My family and I just returned from a trip to Johns Hopkins Medical Center, a journey we’ve made three times over the last two years as we’ve tried to get a handle on why Emily hasn’t been feeling well. During our last visit the team of specialists we met with gave her, in my words, a “non-diagnosis-diagnosis” of a “non-differentiated” auto-immune illness. They realized something was going on, they just couldn’t say what.
When I think back to when Emily’s symptoms first began, I’m reminded of how quickly things can change.
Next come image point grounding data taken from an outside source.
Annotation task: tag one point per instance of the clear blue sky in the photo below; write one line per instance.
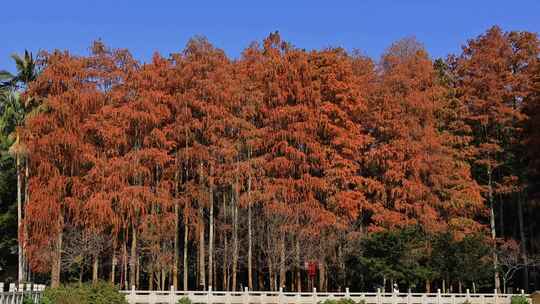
(165, 26)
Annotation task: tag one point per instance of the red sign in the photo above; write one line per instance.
(312, 269)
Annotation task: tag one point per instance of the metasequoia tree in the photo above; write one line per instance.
(493, 74)
(200, 169)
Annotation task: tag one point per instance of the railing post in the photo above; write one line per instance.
(132, 295)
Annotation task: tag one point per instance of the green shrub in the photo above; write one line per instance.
(184, 300)
(341, 301)
(100, 293)
(28, 300)
(519, 300)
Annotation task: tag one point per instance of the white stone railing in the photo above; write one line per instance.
(16, 293)
(279, 297)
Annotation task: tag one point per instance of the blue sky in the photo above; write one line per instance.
(165, 26)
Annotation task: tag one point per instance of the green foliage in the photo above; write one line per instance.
(397, 255)
(100, 293)
(341, 301)
(519, 300)
(184, 300)
(28, 300)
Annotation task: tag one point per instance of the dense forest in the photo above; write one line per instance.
(283, 168)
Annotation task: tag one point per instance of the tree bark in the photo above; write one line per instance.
(493, 232)
(25, 233)
(523, 243)
(225, 247)
(321, 276)
(176, 259)
(113, 264)
(211, 232)
(298, 267)
(235, 237)
(95, 269)
(186, 231)
(202, 255)
(250, 236)
(282, 271)
(133, 258)
(20, 268)
(56, 264)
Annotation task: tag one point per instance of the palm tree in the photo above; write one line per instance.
(13, 112)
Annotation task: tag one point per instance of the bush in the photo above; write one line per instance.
(519, 300)
(184, 300)
(27, 300)
(341, 301)
(100, 293)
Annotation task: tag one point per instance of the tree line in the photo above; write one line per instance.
(198, 170)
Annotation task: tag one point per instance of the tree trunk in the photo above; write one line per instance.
(124, 277)
(133, 258)
(298, 267)
(95, 269)
(225, 247)
(25, 233)
(176, 259)
(186, 232)
(282, 271)
(235, 237)
(250, 236)
(202, 255)
(138, 272)
(523, 244)
(20, 268)
(113, 264)
(493, 232)
(321, 276)
(211, 233)
(57, 259)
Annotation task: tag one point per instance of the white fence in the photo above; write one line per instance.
(266, 297)
(16, 293)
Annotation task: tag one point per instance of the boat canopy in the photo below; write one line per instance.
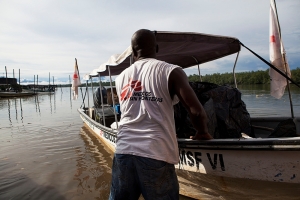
(185, 49)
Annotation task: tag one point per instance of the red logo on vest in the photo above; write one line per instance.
(128, 89)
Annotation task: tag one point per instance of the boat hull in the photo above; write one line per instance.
(216, 169)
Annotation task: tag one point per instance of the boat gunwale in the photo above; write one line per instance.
(270, 144)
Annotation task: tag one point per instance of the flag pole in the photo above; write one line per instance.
(284, 61)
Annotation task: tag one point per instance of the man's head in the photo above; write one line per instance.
(143, 44)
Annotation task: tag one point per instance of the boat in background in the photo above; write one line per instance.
(263, 164)
(16, 94)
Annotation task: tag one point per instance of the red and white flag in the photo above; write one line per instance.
(277, 56)
(76, 81)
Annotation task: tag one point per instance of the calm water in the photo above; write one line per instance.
(48, 153)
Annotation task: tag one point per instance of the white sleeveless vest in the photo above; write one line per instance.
(147, 126)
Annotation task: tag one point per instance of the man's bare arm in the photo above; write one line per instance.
(179, 85)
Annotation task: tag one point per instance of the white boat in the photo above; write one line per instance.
(15, 94)
(257, 167)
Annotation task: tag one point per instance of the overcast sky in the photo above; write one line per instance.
(39, 37)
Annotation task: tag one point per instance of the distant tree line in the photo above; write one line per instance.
(246, 78)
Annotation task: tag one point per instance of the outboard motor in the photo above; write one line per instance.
(97, 97)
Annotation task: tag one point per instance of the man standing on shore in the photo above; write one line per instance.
(146, 146)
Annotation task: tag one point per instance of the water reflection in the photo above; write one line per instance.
(93, 166)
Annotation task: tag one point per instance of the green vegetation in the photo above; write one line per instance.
(247, 78)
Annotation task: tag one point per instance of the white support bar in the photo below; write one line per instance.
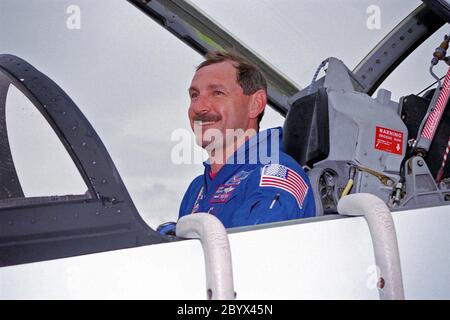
(216, 249)
(384, 239)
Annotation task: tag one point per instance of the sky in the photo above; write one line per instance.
(130, 77)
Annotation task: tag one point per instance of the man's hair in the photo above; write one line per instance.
(249, 77)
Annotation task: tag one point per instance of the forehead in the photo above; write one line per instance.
(223, 72)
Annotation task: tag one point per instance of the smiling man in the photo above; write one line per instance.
(248, 179)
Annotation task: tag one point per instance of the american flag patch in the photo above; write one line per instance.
(279, 176)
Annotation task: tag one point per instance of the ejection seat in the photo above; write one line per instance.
(306, 136)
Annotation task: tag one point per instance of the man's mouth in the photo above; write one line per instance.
(205, 123)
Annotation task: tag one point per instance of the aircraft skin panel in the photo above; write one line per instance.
(330, 259)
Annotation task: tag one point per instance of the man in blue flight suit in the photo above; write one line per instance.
(248, 179)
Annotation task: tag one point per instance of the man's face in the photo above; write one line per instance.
(217, 102)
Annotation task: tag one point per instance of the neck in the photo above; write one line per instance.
(218, 158)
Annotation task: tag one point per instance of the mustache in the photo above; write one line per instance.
(206, 118)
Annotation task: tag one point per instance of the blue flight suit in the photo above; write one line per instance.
(250, 188)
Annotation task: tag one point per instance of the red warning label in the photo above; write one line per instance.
(389, 140)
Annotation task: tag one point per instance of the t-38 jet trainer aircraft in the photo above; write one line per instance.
(378, 168)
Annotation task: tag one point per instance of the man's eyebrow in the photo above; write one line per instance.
(192, 88)
(211, 87)
(216, 86)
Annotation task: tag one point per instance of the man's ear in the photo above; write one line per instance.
(258, 102)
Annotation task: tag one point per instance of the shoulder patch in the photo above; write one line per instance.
(282, 177)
I’m sure the progression wasn’t this dramatic (or maybe it was), but it seems like one-minute Emily was up and about, all systems go, the next she was having a hard time getting out of bed and complaining of migraines and flu-like symptoms. With hardly a moment’s notice, we had to completely reshuffle our lives.
I share this with you to stress the importance of getting things done while you can. You see, I planned on getting life insurance on Emily. Our desire was always for her to raise the children and so it’s not like I was concerned about replacing income, but I still wanted her to be covered in case the worst happened. That way there would be money to help Jack and Gwen with college, offset other expenses that might pop up (child care, therapy, etc.) and relieve a bit of financial discomfort. Unfortunately, I procrastinated, and while it’s not impossible to imagine her being approved for insurance, it certainly won’t come without additional hoops to jump through and higher premiums to be paid.
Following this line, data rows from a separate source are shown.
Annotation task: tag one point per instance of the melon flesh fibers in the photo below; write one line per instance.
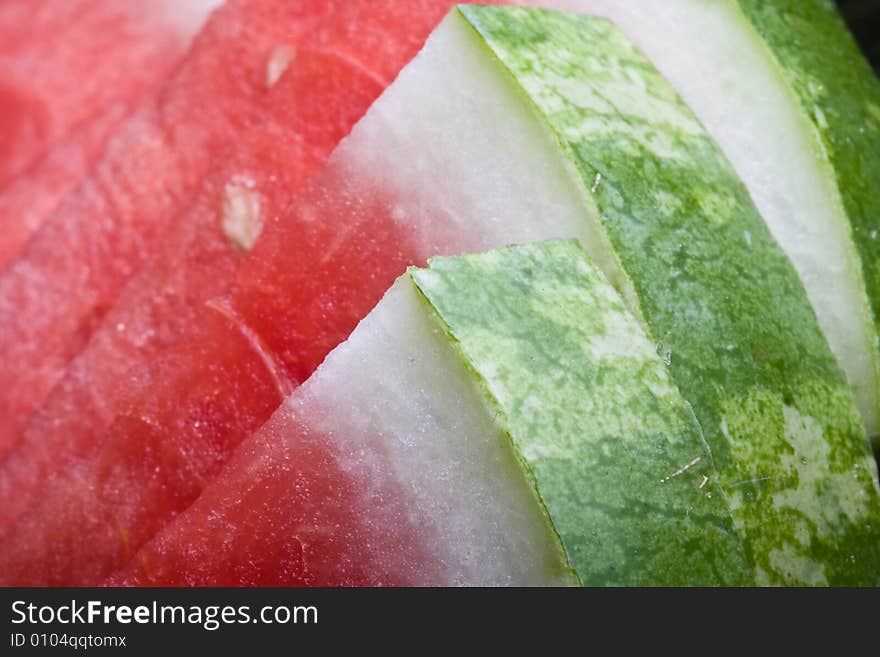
(475, 146)
(61, 96)
(497, 419)
(785, 92)
(56, 293)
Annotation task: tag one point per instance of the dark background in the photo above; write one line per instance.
(863, 17)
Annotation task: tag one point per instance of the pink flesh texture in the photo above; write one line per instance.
(55, 293)
(285, 513)
(163, 303)
(68, 64)
(158, 406)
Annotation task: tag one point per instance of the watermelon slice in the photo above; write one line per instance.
(497, 419)
(783, 88)
(56, 293)
(473, 147)
(59, 105)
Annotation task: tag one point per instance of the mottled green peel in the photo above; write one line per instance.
(723, 303)
(839, 97)
(611, 448)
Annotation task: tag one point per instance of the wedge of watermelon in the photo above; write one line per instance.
(498, 419)
(59, 105)
(56, 293)
(464, 151)
(55, 74)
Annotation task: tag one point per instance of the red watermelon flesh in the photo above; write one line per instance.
(287, 497)
(163, 404)
(56, 75)
(165, 301)
(29, 198)
(55, 293)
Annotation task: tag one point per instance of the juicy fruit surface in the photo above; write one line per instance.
(840, 97)
(59, 288)
(722, 300)
(145, 324)
(48, 318)
(399, 405)
(60, 102)
(612, 450)
(271, 349)
(48, 87)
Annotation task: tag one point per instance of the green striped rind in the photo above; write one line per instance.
(840, 98)
(603, 434)
(725, 305)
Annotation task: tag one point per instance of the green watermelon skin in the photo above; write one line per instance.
(840, 99)
(696, 262)
(613, 452)
(497, 419)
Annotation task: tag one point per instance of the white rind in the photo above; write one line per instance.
(456, 117)
(424, 428)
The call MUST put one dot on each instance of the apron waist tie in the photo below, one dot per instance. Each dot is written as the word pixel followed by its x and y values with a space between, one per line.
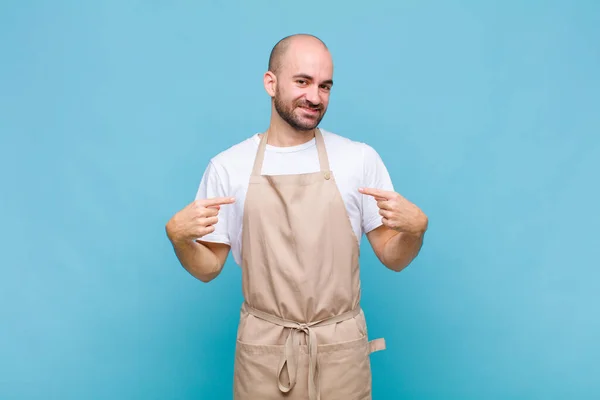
pixel 290 356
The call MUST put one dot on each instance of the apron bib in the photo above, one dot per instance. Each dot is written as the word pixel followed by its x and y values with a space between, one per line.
pixel 302 333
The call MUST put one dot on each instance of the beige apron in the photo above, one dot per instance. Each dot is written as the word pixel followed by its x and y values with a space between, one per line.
pixel 302 333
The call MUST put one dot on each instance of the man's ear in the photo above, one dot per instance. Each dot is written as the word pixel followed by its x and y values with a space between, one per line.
pixel 270 81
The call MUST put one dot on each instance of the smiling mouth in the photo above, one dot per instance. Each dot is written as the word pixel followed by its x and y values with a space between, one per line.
pixel 310 110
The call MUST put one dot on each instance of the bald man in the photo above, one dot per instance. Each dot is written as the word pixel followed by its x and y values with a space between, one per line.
pixel 291 204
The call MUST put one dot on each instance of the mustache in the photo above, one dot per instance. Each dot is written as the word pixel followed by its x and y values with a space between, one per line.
pixel 310 105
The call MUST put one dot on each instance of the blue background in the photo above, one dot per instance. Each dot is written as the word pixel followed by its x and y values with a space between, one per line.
pixel 486 114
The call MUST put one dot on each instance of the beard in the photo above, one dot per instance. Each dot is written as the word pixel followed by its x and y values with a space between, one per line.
pixel 286 112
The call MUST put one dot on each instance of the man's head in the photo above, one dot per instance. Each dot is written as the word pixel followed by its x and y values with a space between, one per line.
pixel 299 80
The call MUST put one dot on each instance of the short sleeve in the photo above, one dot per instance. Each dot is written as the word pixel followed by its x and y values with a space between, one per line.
pixel 375 175
pixel 211 185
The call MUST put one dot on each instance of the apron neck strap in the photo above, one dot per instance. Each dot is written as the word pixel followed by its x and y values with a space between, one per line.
pixel 260 154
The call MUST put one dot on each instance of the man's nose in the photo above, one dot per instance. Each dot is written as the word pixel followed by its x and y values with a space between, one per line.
pixel 313 95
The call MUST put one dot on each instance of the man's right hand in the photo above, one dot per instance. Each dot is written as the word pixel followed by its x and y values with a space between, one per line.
pixel 196 220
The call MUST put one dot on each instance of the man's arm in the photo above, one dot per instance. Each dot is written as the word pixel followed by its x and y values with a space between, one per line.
pixel 204 260
pixel 398 241
pixel 396 250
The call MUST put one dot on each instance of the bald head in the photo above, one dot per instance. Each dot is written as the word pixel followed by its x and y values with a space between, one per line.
pixel 277 57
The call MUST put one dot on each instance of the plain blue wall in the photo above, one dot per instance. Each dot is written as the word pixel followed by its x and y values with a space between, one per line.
pixel 486 114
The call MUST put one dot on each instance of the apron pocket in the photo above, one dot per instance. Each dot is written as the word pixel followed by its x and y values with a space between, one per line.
pixel 255 373
pixel 345 370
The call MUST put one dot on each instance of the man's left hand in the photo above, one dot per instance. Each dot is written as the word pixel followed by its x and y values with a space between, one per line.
pixel 398 213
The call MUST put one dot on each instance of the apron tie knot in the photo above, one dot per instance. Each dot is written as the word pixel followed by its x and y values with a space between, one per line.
pixel 291 349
If I could go back in time, to before Emily started showing symptoms, I’d tell myself: do it now. But we can’t change the past, only the future. We can ask ourselves; what’s one thing I will certainly regret not doing now, if things don’t work out as I expect?
Maybe you need more money in your savings account. The economy is humming along, the job market is tight, the stock market is at all-time highs. All these things can lull us into complacency. Do it now. Build up a safety cushion, even if it means reducing or even completely stopping what you are saving to retirement for a period of time. (Be mindful of any employer match, of course.)
Maybe you’ve been putting off completing your will, power of attorney, and health care proxy. Do it now, especially if you have kids. You must put in writing, in a legal document that is witnessed and notarized, who will care for your children if you’re gone. Don’t leave that up to the courts. Do. It. Now.
Maybe there’s a vacation you’ve been wanting to go on. One of those bucket-list-kind-of-trips. You’ve thought and thought but it’s never felt like the right time. If you can pay in cash and still have adequate reserves, do it now! I promise, you will never regret using your money for something like this.
I understand why many of these things take a backseat. Work can be stressful, family/relationships can be draining, our kids can be driving us mad, stuff around the house needs fixing. Shoot, as I type there’s a brigade of ants coming into my kitchen through a light switch and it’s darn near all I can think about!
Yet, these things are important, and we can either take action from a position of choice or a position of need. It’s too late to build your emergency fund when your job is on the line and it’s too late to pick guardians for your kids when, you know, it’s too late. Do it now. Do it on your terms.
Back to Emily’s health. Thankfully, the last 12 months have brought about some positive developments, and while there’s still a lot to be done and more to learn, the good news is that we have a firm diagnosis of Postural Orthostatic Tachycardia Syndrome, or POTS, for short. (If you are interested, you can learn more about it by watching this video.) Even better, they’ve removed all diagnoses associated with an auto-immune illness and, thanks to the new diagnosis, this was our last planned trip to Baltimore as there is POTS expert right in our backyard at Duke University Medical Center.
Obviously, I can’t go back in time and get that life insurance on Emily before she started feeling ill. But I won’t forget the lesson it taught me: Do it now.